Rzecz w tym, aby nauczyciele, którzy znajdą w sobie siłę i motywację do takiego pełnienia swej misji społecznej (a nie tylko „bycia zatrudnionym w szkole”), odczuwali wsparcie w środowisku: nie tylko w ZNP, w „nierządowych” mediach, ale przede wszystkim u rodziców swych uczniów, którzy nie podzielają poglądów „partii rządzącej”.

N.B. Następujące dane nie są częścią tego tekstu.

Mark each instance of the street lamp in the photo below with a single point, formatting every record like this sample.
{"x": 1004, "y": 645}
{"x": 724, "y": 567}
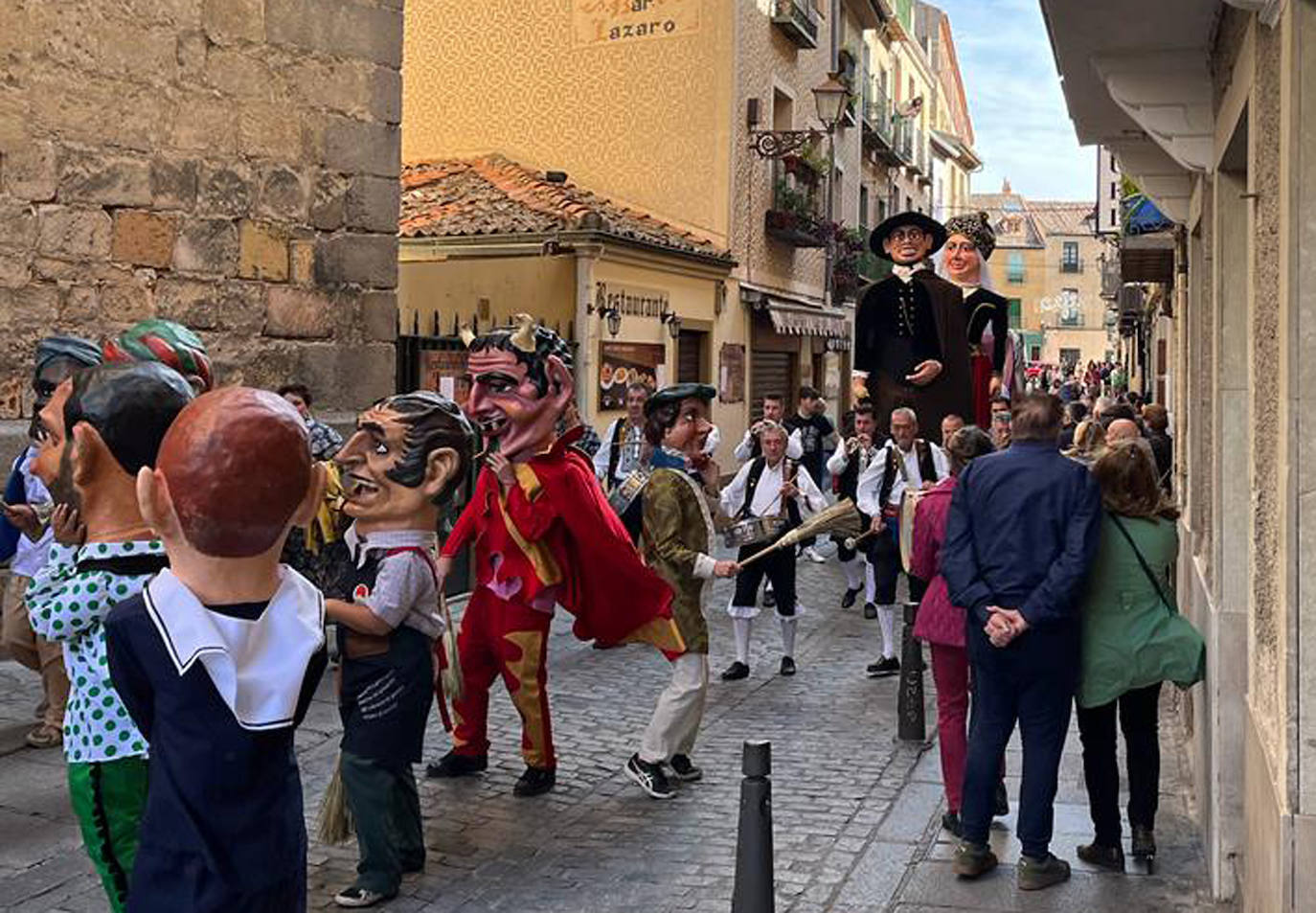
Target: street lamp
{"x": 830, "y": 99}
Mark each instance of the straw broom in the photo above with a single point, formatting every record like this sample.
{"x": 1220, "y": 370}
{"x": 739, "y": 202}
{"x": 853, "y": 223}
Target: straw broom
{"x": 841, "y": 518}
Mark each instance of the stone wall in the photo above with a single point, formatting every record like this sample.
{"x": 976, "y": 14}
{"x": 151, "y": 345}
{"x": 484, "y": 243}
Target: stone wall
{"x": 227, "y": 163}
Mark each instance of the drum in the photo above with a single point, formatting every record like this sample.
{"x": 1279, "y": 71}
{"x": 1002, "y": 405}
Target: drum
{"x": 752, "y": 531}
{"x": 908, "y": 504}
{"x": 624, "y": 495}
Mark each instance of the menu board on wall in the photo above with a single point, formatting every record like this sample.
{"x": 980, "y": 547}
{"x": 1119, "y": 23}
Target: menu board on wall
{"x": 623, "y": 363}
{"x": 443, "y": 370}
{"x": 623, "y": 21}
{"x": 731, "y": 376}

Koleżanki i koledzy nauczyciele! Nie namawiam was do tak heroicznych czynów, jak to czynią ekolodzy, przykuwający się w proteście przeciw wycinaniu Puszczy Białowieskiej do harwesterów. Ale coś z ich postawy czynnej odmowy uczestnictwa w tym szaleństwie niszczenia wszystkiego, co zbudowali inni, zanim ONI objęli w naszym kraju rządy (niestety – dysponując większością parlamentarną) odnajdźcie w sobie. Abyście mogli bez wstydu spojrzeć sobie w oczy podczas porannego makijażu lub golenia. A w przyszłości nie wstydzili się przed swoimi wnukami…
Włodzisław Kuzitowicz
*POP – Podstawowa organizacja partyjna – najmniejsza jednostka (komórka) Polskiej Zjednoczonej Partii Robotniczej. Podstawowe organizacje partyjne istniały w zakładach pracy, uczelniach, instytucjach kulturalnych i w szkołach w latach 1949–1989.